Rereading the book now, in the light of the London terrorist attacks on July 7, I see it as an example of fiction going where factual writing cannot: exposing, in all their blinkered self-righteous rage, a group of people who want to smash the society they live in. The media image of a terrorist is shark-like in its simplicity - which is why it's terrifying: the notion of a person so driven by one idea (be it that the Brits must get out of Northern Ireland, or that revenge must be taken on the west for Muslim deaths in Afghanistan, Iraq, Chechnya, Palestine) that he or she can sacrifice everything else, even love of life itself, to that single idea is appalling.

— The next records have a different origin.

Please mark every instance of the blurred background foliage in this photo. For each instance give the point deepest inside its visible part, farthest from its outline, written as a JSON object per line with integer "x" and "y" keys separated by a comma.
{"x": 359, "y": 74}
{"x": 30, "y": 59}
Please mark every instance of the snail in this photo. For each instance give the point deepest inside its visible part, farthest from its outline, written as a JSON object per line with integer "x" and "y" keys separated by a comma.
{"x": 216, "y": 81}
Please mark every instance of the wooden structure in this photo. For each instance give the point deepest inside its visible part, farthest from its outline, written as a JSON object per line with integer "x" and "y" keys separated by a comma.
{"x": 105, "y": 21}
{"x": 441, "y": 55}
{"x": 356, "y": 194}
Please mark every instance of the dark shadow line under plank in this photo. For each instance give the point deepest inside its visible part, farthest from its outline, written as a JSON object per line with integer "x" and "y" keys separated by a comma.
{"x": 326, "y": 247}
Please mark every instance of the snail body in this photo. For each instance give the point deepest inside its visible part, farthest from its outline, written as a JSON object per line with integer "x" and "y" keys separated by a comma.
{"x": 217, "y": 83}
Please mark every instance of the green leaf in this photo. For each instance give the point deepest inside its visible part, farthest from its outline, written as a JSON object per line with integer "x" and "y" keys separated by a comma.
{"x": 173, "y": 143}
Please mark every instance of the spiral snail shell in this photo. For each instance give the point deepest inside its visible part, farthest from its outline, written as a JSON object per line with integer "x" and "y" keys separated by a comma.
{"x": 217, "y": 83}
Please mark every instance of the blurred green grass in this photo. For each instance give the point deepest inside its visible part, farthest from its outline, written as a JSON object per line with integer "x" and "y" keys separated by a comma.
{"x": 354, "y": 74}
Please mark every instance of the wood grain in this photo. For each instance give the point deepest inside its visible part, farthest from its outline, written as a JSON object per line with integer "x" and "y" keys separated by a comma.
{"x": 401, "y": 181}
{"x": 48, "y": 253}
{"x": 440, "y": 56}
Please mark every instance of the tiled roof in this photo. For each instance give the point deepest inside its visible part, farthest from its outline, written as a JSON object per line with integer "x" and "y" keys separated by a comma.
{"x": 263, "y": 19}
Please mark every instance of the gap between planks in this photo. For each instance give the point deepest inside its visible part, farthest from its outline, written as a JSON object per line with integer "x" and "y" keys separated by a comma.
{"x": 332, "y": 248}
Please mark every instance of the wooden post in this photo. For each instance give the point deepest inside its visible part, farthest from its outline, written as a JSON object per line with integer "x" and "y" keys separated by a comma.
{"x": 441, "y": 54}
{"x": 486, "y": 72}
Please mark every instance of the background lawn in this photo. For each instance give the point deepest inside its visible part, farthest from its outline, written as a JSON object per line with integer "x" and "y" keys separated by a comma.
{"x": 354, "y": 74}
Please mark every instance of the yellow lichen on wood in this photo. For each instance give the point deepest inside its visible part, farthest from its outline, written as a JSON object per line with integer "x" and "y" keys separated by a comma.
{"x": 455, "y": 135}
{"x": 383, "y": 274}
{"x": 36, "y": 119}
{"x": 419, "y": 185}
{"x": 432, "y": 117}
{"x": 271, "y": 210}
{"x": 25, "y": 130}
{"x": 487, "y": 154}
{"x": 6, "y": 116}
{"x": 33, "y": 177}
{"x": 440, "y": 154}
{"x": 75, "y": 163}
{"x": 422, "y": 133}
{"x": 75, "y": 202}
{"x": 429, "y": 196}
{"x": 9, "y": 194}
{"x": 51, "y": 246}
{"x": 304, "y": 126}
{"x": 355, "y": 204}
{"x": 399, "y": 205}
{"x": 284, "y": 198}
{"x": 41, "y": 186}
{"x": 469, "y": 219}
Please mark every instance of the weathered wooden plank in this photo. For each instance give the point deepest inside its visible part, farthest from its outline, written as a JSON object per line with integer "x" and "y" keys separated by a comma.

Yet such shark-people are rare, as Lessing shows us; her terrorists are contaminated by the muddle of being human, have parents they rebel against, have suffered injustices, have maternal impulses and physical needs, and a burning need for identity and recognition. This is not to suggest for a moment that Lessing demands sympathy for her characters; this is no touchy-feely book to help us understand the poor things who are driven to such extremes. It is a witty and furious book, angry at human stupidity and destructiveness, both within the system and without. It shows us people who commit an evil act and it shows how that evil springs out of our own society. It connects us to it, while condemning it. It makes any kind of complacency impossible.